Good call. Salzburg’s a magic town tucked up on the edge of the Austrian Alps, and it’s great to familiarise ourselves in the afternoon sun. Translated as “Salt castle”, the city owes its existence to the considerable salt deposits in the region. The bishops 
moved in first, transformed themselves to princes, and with the fortunes to be made from the salt trade (with gold and silver to boot) built themselves the magnificent and impregnable castle on the hill. The peasants and miners, sensing a degree of wealth inequality, tried to attack it in the early-1500s as part of a general Germanic peasant uprising, but were brutally suppressed. 


The legacy of the wealth is reflected in the town itself.
The Mirabell Palace and Gardens, the churches, plazas and ritzy shopping streets - all serve to turn this into a delightful town on a human scale that can easily be explored in a day or so.

Other than salt and its alpine location, Salzburg is known for two things - the home of Wolfgang Amadeus Mozart, and the location of the Sound of Music.
The Mozart Museum gets a visit, and I’m starting to warm to him and his compositions. Sure he was a bit precocious, but he had a lot of fun as a lad setting up ribald targets with his mates and shooting at them with air rifles.
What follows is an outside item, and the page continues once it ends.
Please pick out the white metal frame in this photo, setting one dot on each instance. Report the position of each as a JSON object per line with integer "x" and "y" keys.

It wasn’t all red jackets, curly wigs and music. Getting back to the apartment, I download a selection of Mozart’s work, and am steadily working my way through it. Definitely some favourites emerging.
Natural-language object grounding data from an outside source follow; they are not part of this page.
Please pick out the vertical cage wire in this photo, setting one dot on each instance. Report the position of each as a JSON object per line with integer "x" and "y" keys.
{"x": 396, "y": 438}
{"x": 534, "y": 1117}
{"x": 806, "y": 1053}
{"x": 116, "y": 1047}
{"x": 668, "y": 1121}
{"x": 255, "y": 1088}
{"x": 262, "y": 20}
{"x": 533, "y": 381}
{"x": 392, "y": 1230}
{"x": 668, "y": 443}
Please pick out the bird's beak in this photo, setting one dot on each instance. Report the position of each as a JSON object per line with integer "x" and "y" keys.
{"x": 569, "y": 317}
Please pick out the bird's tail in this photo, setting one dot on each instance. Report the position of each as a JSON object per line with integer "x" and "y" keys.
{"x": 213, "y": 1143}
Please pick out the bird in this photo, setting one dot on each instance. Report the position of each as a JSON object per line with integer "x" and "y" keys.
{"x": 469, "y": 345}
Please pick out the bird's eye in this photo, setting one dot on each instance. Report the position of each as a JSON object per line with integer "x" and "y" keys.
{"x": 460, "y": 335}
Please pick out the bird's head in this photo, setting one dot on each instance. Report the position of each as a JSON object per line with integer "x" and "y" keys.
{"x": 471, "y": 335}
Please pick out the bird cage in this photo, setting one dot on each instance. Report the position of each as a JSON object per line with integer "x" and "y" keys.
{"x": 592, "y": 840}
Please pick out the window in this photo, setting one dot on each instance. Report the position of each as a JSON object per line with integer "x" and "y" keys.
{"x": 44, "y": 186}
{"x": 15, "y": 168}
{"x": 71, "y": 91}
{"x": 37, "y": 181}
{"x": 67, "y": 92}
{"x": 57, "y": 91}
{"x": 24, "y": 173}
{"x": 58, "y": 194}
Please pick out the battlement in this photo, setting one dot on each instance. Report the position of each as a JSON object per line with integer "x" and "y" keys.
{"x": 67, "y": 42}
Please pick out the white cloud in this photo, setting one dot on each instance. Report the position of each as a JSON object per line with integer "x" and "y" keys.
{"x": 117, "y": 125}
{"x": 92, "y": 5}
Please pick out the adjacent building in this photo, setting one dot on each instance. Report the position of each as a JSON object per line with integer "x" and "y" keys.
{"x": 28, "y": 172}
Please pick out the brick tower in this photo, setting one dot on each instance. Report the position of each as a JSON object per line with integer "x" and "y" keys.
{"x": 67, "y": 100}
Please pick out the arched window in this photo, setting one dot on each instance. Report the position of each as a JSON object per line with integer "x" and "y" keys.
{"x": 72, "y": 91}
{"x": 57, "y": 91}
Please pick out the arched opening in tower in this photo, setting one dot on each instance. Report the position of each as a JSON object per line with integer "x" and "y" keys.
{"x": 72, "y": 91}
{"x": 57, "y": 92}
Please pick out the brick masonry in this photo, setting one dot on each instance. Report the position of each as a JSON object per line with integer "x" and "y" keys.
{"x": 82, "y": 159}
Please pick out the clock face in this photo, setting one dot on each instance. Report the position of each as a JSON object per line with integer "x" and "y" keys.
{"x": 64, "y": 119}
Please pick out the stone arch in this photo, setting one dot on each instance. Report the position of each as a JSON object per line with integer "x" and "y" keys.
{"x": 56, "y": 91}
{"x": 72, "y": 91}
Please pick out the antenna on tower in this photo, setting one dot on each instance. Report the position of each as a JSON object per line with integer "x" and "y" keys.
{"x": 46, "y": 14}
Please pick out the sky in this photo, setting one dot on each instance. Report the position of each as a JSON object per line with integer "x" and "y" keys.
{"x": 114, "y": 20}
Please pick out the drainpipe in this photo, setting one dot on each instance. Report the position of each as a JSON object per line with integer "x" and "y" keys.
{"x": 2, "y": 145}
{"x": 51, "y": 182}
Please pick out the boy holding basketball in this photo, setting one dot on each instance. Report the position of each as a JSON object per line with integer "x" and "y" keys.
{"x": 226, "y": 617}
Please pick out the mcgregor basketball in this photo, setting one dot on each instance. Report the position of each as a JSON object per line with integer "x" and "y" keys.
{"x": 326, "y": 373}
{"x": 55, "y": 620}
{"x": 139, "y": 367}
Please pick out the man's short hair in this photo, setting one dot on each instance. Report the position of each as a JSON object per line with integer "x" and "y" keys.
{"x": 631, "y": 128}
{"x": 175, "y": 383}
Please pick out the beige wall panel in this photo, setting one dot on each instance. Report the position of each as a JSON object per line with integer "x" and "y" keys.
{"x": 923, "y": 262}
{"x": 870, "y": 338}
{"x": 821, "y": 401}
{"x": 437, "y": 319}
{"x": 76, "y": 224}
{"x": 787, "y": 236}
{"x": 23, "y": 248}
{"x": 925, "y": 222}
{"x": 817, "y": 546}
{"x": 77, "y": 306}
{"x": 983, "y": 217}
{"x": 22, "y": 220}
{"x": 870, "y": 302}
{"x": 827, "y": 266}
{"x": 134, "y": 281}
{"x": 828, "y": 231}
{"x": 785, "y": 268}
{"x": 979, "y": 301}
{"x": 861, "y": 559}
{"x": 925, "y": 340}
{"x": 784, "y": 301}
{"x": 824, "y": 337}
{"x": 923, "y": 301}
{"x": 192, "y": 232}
I was nine when I fell in love with Julie Andrews. Not many people know this, not even Julie. I’d seen the movie, and we had the LP at home, with a gorgeous picture of her on the back. But the infatuation didn’t last long, and it certainly wasn’t sufficient to justify doing a trip of the shooting locations. Pauline agrees. Now if I’d been here with Karen, my cousin’s wife, things would be different. She loves the movie and has seen it at least half a dozen times, so I’ve sent her a suitable postcard wishing she was here.

We’re tiring a bit of schnitzel and goulash, and are delighted to find Pescheria Backi, a local seafood restaurant only a couple of blocks from the apartment.
There’s no menu - just choose what you want from the display cabinet. We decide on mixed platters for both entree and main. Can’t fault the quality, nor the quantity. Getting through that turbot (large flounder) took time, but it was worth it.




With a relaxed schedule we have time for a day trip to Hallstatt up in the mountains to the south-east.
This place is built on a cliff face that rises near vertically from the lake, and was only accessible by boat until 1890 when the road and rail links were blasted through the cliffs. 

Possibly the world’s first commercial salt mine, a 40km brine pipeline was built in 1595, made from 13,000 hollowed out trees. Impressive! Nearly as impressive is that the Chinese mineral company Minmetals Corp has built a replica of the town in Huizhou - which perhaps explains the hordes of Chinese tourists competing with us for photo shots.

But it is a delightful spot, and if we ever come back again we’ll be sure to do the salt mine tour. 

The trick with any place in Austria (as we found with both Vienna and Salzburg) is don’t arrive on a Sunday. Apart from the odd restaurant, the country is closed and at rest. Part of me thinks this is a good thing, part of me thinks it’s a bad thing. But the important thing is to be aware of it, and adjust your time to Österreich time accordingly. Then you'll love it.